A medida vale para diplomas emitidos a partir de 1º de junho de 2025. Documentos físicos expedidos antes dessa data continuam válidos normalmente e não precisam ser substituídos. [link interno]
Diploma digital passa a ser obrigatório
Segundo o MEC, o novo modelo foi criado para aumentar a segurança dos documentos acadêmicos e facilitar o acesso dos estudantes aos registros de conclusão de curso.
Com a digitalização, universidades conseguem emitir diplomas com verificação eletrônica, reduzindo riscos de falsificação e acelerando processos administrativos.
O ministério afirma ainda que o sistema traz mais praticidade tanto para instituições de ensino quanto para estudantes e profissionais recém formados.
A partir da implantação da regra, o diploma digital se tornou o único formato oficialmente reconhecido para comprovação jurídica da formação superior. [link interno]
Mudança também atinge pós graduação
A exigência do formato digital não ficou restrita apenas aos cursos de graduação.
Desde janeiro de 2026, diplomas de pós graduação stricto sensu e certificados de residência em saúde também passaram a seguir o novo modelo eletrônico determinado pelo MEC.
Com isso, universidades e instituições de ensino superior precisaram adaptar sistemas internos para emissão e armazenamento digital dos documentos acadêmicos.

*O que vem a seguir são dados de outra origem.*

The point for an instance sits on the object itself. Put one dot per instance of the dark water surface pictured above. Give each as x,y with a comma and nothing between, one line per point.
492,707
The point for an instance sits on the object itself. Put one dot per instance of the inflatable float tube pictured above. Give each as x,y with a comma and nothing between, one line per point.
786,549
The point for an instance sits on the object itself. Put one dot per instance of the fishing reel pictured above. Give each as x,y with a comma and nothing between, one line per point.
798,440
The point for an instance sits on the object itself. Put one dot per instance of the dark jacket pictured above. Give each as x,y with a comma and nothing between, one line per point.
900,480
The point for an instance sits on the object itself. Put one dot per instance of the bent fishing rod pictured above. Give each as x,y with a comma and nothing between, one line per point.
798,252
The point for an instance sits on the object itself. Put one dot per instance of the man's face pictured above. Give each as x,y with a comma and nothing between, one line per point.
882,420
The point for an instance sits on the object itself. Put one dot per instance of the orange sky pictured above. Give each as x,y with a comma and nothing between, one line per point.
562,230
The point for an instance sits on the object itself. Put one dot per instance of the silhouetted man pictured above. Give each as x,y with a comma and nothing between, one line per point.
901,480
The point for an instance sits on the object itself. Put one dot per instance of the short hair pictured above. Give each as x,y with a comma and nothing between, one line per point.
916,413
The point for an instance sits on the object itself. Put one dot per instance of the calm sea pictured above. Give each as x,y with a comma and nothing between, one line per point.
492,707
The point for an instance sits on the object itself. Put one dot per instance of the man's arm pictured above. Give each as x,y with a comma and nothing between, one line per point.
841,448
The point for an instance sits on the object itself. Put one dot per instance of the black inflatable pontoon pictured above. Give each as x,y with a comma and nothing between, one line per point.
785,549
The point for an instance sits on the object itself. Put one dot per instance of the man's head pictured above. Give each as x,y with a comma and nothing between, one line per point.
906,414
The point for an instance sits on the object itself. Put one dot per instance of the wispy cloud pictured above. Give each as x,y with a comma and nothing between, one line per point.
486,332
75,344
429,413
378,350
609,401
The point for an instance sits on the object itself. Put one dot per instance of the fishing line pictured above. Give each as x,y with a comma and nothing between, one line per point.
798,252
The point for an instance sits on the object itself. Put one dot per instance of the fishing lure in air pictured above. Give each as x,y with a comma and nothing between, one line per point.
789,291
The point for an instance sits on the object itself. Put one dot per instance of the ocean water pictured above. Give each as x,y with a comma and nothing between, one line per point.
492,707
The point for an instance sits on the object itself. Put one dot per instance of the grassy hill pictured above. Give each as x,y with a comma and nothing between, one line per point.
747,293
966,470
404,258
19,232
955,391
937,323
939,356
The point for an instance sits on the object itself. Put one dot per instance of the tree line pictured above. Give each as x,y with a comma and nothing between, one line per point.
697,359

Documento físico ainda pode ser solicitado
Apesar da mudança, estudantes que desejam guardar uma versão impressa do diploma ainda podem solicitar o documento em papel diretamente junto à instituição de ensino.
No entanto, o MEC esclarece que essas versões físicas possuem apenas valor simbólico e decorativo, sem validade jurídica oficial.
Muitos formandos continuam optando pelo modelo impresso para emoldurar o diploma e manter o documento exposto em escritórios ou residências. [link externo]
MEC aposta em mais segurança e agilidade
O governo federal defende que a digitalização dos diplomas representa um avanço importante para modernização dos serviços educacionais no país.
Além de facilitar consultas e autenticações, o sistema digital também promete tornar o processo mais rápido para emissão de segundas vias e compartilhamento de documentos acadêmicos.
Especialistas apontam ainda que a nova tecnologia pode dificultar fraudes envolvendo diplomas falsificados, problema que afeta instituições de ensino e órgãos de fiscalização profissional há anos.